PSD2: Brits don't trust retailers and social media platforms with bank details
02 October 2017 | 11919 views | 12
As the revised Payments Service Directive (PSD2) nears, research from Accenture suggests that banks still have a strong trust advantage over third-party providers, with a clear majority of Brits unwilling to share their financial data with the likes of retailers and social media platforms.
Less than six months away, PSD2 will enable people across Europe to share their financial data securely with both banks and third parties, making it easier to transfer funds, compare products and manage their accounts - without their bank’s involvement.
But a survey of more than 2000 UK consumers suggests that banks should not worry too much about being cut out of the picture, with 69% saying that they will not share their account information with third-party providers. In fact, more than half say they will never change their existing banking habits and adopt open banking.
Nearly three quarters of those quizzed are reluctant to share personal financial information with retailers, while 93% are not keen on handing over their bank data to social media firms like Twitter and Facebook.
Trust in these outfits as providers of payments services is also low, with the majority of consumers saying they would be unwilling to initiate a payment through online platforms (58%) and social-media companies (82%).

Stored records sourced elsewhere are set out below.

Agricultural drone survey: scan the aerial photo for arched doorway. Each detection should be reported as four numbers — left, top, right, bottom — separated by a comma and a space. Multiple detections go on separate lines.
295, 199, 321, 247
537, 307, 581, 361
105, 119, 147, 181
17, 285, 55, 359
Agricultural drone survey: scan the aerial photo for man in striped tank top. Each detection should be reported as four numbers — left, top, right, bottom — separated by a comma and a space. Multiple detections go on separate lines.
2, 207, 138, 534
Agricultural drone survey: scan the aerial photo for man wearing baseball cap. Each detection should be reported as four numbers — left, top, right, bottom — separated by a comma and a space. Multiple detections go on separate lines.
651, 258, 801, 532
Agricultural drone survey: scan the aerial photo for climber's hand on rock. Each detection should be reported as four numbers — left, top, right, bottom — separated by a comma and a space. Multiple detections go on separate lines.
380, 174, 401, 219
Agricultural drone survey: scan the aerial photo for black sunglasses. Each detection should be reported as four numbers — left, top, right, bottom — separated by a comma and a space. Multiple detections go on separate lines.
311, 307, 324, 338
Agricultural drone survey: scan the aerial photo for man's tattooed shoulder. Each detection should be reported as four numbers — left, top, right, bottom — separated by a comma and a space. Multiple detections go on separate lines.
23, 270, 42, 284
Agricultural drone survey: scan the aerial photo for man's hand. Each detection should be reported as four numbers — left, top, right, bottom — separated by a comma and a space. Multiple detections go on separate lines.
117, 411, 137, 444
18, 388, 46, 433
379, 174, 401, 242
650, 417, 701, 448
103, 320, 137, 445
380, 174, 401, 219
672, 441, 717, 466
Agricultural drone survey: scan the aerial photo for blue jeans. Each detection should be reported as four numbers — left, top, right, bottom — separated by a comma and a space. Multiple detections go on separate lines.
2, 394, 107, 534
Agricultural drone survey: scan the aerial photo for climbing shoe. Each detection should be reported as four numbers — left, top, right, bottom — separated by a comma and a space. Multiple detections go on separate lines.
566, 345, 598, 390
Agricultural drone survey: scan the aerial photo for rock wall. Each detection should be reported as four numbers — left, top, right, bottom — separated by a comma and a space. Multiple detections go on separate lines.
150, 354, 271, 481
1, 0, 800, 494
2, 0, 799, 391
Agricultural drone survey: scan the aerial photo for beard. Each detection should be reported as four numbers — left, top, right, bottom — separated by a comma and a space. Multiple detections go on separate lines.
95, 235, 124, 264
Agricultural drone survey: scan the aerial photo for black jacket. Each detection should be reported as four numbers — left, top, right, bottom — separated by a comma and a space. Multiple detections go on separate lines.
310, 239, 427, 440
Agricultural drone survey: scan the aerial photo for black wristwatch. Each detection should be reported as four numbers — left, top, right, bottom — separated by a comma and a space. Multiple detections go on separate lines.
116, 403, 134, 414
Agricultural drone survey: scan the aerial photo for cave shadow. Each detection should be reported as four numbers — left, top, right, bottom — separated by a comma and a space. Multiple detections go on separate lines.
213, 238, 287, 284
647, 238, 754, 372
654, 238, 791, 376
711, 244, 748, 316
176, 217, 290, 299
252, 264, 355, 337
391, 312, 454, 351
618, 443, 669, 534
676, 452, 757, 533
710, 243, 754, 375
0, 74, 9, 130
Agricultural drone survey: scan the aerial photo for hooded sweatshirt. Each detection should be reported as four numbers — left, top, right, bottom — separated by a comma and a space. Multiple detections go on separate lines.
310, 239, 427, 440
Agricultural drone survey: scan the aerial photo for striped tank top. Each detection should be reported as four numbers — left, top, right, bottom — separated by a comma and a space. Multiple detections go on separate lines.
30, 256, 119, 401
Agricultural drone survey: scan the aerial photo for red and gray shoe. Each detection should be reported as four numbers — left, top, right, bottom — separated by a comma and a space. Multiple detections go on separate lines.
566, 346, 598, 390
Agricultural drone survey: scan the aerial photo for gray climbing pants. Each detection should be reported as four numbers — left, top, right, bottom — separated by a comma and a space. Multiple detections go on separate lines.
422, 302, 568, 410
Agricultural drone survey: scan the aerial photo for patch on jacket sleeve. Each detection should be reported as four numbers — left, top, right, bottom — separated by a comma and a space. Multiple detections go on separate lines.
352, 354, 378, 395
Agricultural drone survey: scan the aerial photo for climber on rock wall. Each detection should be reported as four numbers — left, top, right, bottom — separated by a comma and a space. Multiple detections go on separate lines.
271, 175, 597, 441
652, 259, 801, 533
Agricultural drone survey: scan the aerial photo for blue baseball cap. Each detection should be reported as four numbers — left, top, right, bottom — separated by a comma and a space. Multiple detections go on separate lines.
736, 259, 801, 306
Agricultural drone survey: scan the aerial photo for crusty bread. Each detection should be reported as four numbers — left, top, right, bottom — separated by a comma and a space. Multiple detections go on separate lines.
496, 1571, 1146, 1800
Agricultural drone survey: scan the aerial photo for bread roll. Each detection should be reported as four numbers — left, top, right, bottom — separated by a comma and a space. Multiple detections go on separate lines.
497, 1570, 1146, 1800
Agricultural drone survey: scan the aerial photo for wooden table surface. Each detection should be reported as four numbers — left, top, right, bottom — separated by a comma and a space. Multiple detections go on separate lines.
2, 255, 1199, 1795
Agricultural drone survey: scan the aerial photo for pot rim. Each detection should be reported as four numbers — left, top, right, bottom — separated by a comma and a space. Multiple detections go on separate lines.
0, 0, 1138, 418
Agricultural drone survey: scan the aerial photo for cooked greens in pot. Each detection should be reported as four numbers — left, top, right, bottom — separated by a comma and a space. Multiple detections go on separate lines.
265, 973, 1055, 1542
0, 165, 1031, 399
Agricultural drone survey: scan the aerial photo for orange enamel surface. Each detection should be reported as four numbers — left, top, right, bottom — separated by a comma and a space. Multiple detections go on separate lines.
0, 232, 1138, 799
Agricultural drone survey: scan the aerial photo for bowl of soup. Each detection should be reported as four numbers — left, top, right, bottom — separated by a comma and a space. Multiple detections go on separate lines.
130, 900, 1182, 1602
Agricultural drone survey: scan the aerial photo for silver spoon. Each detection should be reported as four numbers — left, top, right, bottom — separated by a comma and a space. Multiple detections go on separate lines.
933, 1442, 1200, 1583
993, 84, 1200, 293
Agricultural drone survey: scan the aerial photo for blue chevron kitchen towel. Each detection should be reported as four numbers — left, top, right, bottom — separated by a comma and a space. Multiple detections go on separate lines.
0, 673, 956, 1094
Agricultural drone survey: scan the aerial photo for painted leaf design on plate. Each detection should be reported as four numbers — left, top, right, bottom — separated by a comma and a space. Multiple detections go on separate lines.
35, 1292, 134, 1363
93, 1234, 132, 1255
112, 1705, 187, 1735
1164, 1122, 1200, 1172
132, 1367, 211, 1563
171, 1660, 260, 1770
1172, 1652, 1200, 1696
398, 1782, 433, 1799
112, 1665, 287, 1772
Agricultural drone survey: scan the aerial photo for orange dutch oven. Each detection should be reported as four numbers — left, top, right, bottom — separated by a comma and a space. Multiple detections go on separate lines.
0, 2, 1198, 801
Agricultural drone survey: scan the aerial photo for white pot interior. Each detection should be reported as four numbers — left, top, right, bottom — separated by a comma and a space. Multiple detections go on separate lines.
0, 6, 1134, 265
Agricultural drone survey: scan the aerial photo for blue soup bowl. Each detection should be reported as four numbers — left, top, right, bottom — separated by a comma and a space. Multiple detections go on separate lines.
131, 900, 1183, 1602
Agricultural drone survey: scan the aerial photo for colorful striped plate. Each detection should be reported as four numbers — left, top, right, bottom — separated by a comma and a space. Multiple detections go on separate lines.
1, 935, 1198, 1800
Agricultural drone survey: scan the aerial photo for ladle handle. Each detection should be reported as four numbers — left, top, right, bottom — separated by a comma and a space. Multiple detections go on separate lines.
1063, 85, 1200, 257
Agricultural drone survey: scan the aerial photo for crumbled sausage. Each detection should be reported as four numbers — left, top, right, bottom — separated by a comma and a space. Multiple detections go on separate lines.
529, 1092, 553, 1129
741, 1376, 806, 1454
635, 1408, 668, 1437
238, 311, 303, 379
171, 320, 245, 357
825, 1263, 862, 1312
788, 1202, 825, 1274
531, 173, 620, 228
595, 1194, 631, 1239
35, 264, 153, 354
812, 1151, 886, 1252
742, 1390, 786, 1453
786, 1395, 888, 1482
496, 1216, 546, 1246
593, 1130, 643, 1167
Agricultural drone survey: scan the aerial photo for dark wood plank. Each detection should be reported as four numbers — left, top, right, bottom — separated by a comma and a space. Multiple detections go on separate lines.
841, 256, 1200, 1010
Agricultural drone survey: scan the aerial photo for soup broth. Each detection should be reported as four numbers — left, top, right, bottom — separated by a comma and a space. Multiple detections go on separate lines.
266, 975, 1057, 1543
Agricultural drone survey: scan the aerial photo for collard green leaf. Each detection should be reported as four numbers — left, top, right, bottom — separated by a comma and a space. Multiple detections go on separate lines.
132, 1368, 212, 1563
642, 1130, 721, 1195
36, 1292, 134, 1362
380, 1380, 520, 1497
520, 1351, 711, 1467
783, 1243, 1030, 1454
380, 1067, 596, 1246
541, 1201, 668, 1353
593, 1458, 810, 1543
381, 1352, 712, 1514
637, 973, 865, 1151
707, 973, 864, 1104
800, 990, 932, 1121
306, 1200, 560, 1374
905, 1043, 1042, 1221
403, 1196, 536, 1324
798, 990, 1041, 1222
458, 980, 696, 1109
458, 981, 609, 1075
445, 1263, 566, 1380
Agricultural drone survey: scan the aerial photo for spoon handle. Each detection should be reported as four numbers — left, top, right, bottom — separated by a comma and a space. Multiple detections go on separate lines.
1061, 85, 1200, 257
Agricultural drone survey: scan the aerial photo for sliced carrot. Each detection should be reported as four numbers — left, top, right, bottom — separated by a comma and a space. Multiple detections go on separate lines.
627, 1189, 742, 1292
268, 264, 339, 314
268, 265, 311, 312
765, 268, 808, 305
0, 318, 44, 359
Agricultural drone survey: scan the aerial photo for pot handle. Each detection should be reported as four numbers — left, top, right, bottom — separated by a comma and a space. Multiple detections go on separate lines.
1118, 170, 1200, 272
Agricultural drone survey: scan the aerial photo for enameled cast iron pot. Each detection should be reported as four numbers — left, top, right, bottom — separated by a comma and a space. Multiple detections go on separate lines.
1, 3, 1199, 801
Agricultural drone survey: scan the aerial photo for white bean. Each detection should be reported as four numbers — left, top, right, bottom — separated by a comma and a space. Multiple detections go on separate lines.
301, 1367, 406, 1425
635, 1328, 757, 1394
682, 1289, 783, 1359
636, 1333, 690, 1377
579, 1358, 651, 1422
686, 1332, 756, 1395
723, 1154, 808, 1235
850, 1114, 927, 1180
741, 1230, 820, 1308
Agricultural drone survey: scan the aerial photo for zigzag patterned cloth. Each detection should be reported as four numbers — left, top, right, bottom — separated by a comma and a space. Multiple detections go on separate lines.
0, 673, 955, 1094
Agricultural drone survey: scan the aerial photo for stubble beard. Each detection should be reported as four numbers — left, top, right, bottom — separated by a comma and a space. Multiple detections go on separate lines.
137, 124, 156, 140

Fear of fraud is the main obstacle that new players must overcome, with 85% saying that this is the biggest barrier to them sharing account information. Data protection risks and the potential for cyber attacks or viruses are also major concerns for those considering open banking.
Jeremy Light, lead, payment services practice, Europe, Accenture, says: "Until new entrants to the financial services sector can earn consumers’ trust, banks can draw on their extensive heritage to secure an important early advantage."
However, banks should not be complacent, says Accenture, noting that the appetite for open banking is higher among younger people. More than a third of Gen Z respondents — those born after 1996 — describe themselves as likely to use open banking instead of their usual method of payment in the future, compared with just 13% of Baby Boomers.
The generational divide is also evident among the one-third of consumers willing to give online retailers permission to initiate payments directly from their bank account using either apps or websites. This figure rises to 42% among millennials (those born between 1980 and 1995) and 52% among Gen Zers.
"If banks move too slowly to adapt to this transformed open banking landscape, they could miss out on the platform-based business models and the strategies they enable. In short, banks will need to up their digital game or risk failing to meet growing consumer demand for a seamless digital experience," warns Light.